19. The proxy server of claim 15, wherein the memory unit has further instructions stored thereon which when executed by the processing unit cause the proxy server to further:

in response to determining that a specified criterion is satisfied, report the state of the written data object to the client.

20. The proxy server of claim 15, wherein the memory unit has further instructions stored thereon which when executed by the processing unit cause the proxy server to further:

receive, via the network interface, a request from the client to read and/or retrieve the data object stored on the network storage system; and

conditionally read and/or retrieve the data object if at least one of the storage nodes includes the marker.

21. A method comprising:

receiving, by a storage node, a fragment from a proxy server;

in response to successfully storing the received fragment, transmitting, by the storage node, a successful write message to the proxy server; and

in response to transmitting the successful write message, waiting, by the storage node, for a period of time for a marker from the proxy server indicating that a data object is durably stored in the network storage system;

wherein the storage node is one of a plurality of storage nodes communicatively coupled to the proxy server as part of a network storage system;

wherein the fragment is one of a plurality of fragments encoded from the data object; and

wherein the data object is recoverable from fewer than all of the plurality of fragments.

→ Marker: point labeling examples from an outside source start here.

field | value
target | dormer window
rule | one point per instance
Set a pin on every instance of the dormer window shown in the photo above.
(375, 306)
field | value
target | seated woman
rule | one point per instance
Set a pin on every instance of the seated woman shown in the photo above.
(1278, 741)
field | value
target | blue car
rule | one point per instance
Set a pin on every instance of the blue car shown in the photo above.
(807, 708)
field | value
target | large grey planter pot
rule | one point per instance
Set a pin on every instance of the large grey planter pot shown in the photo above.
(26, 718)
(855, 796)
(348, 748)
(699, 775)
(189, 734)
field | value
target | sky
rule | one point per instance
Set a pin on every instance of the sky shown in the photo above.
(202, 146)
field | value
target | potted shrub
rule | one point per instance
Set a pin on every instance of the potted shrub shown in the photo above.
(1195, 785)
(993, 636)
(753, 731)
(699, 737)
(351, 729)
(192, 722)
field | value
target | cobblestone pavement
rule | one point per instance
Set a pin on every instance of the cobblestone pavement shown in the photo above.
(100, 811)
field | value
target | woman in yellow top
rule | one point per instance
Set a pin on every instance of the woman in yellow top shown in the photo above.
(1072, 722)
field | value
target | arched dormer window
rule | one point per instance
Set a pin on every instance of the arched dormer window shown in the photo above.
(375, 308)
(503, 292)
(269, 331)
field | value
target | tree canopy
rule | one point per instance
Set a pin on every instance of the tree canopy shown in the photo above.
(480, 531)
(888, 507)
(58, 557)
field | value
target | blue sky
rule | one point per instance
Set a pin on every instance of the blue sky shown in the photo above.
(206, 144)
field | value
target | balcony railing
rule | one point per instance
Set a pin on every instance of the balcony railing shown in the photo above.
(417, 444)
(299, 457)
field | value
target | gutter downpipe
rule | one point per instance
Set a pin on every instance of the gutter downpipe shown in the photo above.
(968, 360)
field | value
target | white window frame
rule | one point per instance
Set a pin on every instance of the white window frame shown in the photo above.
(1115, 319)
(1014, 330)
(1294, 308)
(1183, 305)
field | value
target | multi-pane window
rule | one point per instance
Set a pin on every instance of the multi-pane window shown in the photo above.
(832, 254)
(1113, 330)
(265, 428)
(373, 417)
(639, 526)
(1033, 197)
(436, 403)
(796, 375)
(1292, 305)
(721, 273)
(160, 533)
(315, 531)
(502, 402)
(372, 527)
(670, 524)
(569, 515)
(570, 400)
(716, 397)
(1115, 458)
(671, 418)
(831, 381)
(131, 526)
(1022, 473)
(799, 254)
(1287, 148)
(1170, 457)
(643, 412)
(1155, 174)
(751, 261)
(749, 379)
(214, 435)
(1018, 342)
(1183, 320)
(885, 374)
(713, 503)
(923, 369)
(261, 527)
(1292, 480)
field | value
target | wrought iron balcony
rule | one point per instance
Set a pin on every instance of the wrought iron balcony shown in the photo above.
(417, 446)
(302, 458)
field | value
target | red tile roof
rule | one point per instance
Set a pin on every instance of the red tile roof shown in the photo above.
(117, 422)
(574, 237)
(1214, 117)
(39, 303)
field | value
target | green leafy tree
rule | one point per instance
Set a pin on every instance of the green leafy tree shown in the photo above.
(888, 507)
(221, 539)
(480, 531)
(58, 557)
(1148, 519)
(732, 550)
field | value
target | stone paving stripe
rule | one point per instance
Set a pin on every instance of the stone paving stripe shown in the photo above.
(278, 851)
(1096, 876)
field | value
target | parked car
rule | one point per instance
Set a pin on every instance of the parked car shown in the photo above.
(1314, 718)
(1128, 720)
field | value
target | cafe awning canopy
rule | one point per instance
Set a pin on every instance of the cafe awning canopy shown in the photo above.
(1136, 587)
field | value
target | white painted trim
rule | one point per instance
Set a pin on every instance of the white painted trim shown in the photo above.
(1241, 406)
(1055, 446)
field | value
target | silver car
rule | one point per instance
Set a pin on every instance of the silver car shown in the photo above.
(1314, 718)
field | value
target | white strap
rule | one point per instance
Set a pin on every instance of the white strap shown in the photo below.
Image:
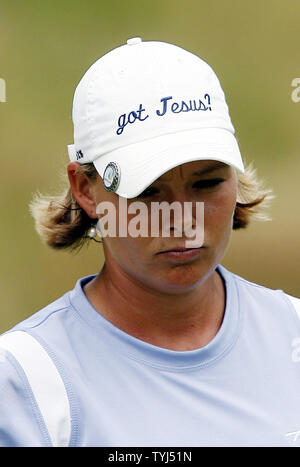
(296, 303)
(45, 381)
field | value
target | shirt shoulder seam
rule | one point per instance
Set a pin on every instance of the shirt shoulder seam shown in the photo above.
(30, 396)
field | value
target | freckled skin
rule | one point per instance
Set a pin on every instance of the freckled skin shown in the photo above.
(177, 306)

22. The method of claim 21, further comprising:

deleting, by storage node, the received fragment if the marker has not been received from the proxy server within the period of time.

23. The method of claim 21, further comprising:

communicating, by the storage node, with one or more other storage nodes of the plurality of storage nodes if the marker has not been received from the proxy server within the period of time; and

generating, by the storage node, a marker indicating that the data object is durably stored if based on the communicating, the storage node determines that one or more of the other storage nodes received the marker from the proxy server.

24. The method of claim 21, further comprising:

replicating, by the storage node, the fragment into a plurality of replicated fragments; and

transmitting, by the storage node, the plurality of replicated fragments to one or more other storage nodes of the plurality of storage nodes; and

in response to receiving, by the storage node, successful write responses from a quorum of the one or more other storage nodes, placing, by the storage node, a second marker on at least one of the one or more other storage nodes indicating that the fragment is fully replicated.

25. The method of claim 21, wherein the fragment is an erasure code fragment archive including a plurality of data fragments and parity fragments encoded from the data object using erasure coding.